As shown in the figure below, the octave sound pressure levels spectra of the peak noise and lowest noise as recorded were within NC Curve 40 and NC Curve 25. In this case, Run 13 measured adjacent to Column A corresponds to the peak noise and Run 15 measured adjacent to Column B corresponds to the lowest noise. Note that during the noise measurements, the outside ambient temperature was around 80’s degree Fahrenheit and the chiller was running at low to mid power condition. Hence, the noise source levels of the chiller were not at the peak; likewise, the noise levels in the open office space were not at the peak level. At higher outside ambient temperature, it was expected that the noise levels in the open office space would be higher by about 3 dB(A). From the noise measurements and analysis, it was validated that the steel columns, beam, and floor system were the noise transmission paths.
Open Office Space Ambient Noise versus NC Curve 40 and NC Curve 25 (Band 4 = 500 Hz)
Noise measurements and analysis were conducted to determine the noise propagation paths from the chiller to the open office space upstairs. Based on the results of the noise measurements and analysis, corrective actions and noise reduction recommendations were developed and provided to reduce the noise at the office to an acceptable level.

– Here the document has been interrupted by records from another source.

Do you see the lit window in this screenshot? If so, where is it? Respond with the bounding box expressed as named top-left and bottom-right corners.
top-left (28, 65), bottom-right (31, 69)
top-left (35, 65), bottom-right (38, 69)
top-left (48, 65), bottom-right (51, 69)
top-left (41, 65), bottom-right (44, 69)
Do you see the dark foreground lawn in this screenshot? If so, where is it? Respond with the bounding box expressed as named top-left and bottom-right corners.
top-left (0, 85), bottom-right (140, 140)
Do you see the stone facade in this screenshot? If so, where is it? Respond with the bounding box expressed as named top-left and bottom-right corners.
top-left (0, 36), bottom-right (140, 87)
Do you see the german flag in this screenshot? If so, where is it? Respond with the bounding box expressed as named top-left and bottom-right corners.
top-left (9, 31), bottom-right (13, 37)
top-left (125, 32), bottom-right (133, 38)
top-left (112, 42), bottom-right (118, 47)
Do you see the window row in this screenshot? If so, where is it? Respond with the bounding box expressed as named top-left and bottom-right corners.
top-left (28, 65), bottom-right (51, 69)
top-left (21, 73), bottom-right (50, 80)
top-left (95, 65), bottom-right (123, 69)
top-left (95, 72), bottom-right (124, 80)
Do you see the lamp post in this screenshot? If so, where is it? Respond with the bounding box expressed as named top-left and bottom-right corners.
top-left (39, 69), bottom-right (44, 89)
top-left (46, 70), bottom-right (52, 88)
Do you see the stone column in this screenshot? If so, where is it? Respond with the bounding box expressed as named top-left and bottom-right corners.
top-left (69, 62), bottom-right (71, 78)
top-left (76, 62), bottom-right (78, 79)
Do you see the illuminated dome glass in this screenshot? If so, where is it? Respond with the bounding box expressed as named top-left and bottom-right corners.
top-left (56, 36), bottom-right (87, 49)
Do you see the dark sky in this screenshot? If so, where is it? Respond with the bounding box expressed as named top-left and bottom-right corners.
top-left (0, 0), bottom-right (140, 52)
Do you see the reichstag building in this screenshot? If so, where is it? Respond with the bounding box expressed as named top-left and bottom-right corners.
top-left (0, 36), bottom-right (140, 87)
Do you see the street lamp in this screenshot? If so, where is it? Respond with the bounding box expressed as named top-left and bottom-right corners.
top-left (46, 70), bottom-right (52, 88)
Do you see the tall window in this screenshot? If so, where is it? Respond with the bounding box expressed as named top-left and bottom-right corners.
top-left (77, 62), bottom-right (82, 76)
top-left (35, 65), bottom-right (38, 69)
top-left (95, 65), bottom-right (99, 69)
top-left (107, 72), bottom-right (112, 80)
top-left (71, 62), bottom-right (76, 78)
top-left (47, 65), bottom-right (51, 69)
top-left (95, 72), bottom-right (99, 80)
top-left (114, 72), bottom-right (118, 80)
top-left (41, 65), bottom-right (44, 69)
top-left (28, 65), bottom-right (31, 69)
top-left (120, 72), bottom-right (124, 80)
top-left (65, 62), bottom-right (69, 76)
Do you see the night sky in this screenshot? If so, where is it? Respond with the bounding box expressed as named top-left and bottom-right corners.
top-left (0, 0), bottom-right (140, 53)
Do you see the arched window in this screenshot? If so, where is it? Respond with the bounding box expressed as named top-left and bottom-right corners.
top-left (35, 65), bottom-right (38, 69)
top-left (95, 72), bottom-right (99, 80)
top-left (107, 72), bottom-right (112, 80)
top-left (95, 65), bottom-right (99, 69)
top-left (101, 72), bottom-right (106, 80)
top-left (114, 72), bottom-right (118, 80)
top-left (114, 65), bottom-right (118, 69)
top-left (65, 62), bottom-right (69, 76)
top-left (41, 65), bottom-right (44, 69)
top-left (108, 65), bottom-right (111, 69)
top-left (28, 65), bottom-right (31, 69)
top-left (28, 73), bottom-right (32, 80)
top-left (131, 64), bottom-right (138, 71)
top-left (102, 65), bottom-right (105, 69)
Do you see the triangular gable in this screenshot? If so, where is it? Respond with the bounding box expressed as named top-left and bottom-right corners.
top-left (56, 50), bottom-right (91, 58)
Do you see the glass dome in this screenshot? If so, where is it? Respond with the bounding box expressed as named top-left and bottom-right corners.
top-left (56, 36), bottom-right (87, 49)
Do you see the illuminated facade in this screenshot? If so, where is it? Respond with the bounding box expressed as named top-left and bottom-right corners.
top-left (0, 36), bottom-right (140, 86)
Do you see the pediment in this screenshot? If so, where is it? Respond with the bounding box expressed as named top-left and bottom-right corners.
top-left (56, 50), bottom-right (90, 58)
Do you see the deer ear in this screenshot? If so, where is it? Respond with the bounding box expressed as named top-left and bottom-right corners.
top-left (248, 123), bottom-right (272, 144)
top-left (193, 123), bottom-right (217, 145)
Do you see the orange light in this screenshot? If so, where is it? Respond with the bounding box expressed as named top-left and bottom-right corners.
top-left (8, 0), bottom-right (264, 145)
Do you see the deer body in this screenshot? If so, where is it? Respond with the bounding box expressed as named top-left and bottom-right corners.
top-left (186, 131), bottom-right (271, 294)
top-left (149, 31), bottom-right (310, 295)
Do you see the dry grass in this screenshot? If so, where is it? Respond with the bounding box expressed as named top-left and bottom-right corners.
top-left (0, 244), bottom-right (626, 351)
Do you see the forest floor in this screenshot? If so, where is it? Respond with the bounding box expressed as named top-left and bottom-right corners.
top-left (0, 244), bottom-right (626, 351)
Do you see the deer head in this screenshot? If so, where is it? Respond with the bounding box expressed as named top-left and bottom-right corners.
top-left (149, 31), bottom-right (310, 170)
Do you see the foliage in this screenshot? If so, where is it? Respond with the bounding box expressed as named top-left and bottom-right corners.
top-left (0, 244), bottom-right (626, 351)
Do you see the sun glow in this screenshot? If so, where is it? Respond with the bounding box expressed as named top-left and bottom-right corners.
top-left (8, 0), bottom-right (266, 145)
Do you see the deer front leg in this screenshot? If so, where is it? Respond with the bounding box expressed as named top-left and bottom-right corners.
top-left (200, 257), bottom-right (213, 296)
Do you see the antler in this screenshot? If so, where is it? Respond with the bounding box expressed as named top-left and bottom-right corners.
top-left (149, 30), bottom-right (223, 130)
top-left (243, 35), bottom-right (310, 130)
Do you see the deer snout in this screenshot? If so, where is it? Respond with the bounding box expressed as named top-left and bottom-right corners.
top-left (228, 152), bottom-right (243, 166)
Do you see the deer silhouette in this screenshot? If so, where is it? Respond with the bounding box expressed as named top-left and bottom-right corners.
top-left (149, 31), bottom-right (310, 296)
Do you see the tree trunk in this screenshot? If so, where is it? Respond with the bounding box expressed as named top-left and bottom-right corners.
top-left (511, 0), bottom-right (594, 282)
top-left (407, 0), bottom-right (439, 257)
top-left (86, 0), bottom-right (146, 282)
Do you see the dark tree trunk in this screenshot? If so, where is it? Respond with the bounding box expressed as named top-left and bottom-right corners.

Noise Control Recommendations:
Based on the results of noise measurements and analysis, the following acoustic treatments were recommended to reduce the vibration and noise propagated from the chiller to the office upstairs.
Vibration Isolation Mounts
To minimize the structure-borne noise propagated from the chiller on the first floor to the open office space on second floor via the columns and vertical structures of the building, it was recommended to install different vibration isolation mounts to the base of the chiller and additional vibration isolation pads to the associated machinery components. The vibration isolation recommended was elastomeric vibration mounts.
Vibration Isolation Pads
All ground connections of the piping support associated with the chiller and related machinery components were recommended to be isolated using vibration isolation pads. Specifically, these include the base on the vertical small pipe, bracket of the pipe support, and base of the associated machinery. Vibration isolation pads, such as neoprene or rubber pads which provide vibration isolation for pipes and machinery supports were recommended.
Vibration Isolation Hangers
To minimize the structure-borne noise propagated from the chiller to the open office space via the columns and vertical structures of the building, it was recommended to install vibration isolation hangers on the pipes and ducts attached to the chiller.
Vibration Pipe Isolator
To reduce the structure-borne noise propagated from the chiller to the downstream piping, it was recommended to install vibration pipe isolators on the downstream pipes connected to the chiller. A common practice to isolate the structure-borne noise and vibration propagating downstream along the pipes is to use a vibration pipe isolator. The vibration pipe isolator is usually a rubber or flexible hose.
With the applications of vibration isolation mounts, vibration isolation pads, vibration isolation hangers, and vibration isolators on the piping of the chiller, the acoustic environment in the open office space would be reduced to meet the NC Curve 25 to NC Curve 30 noise goal.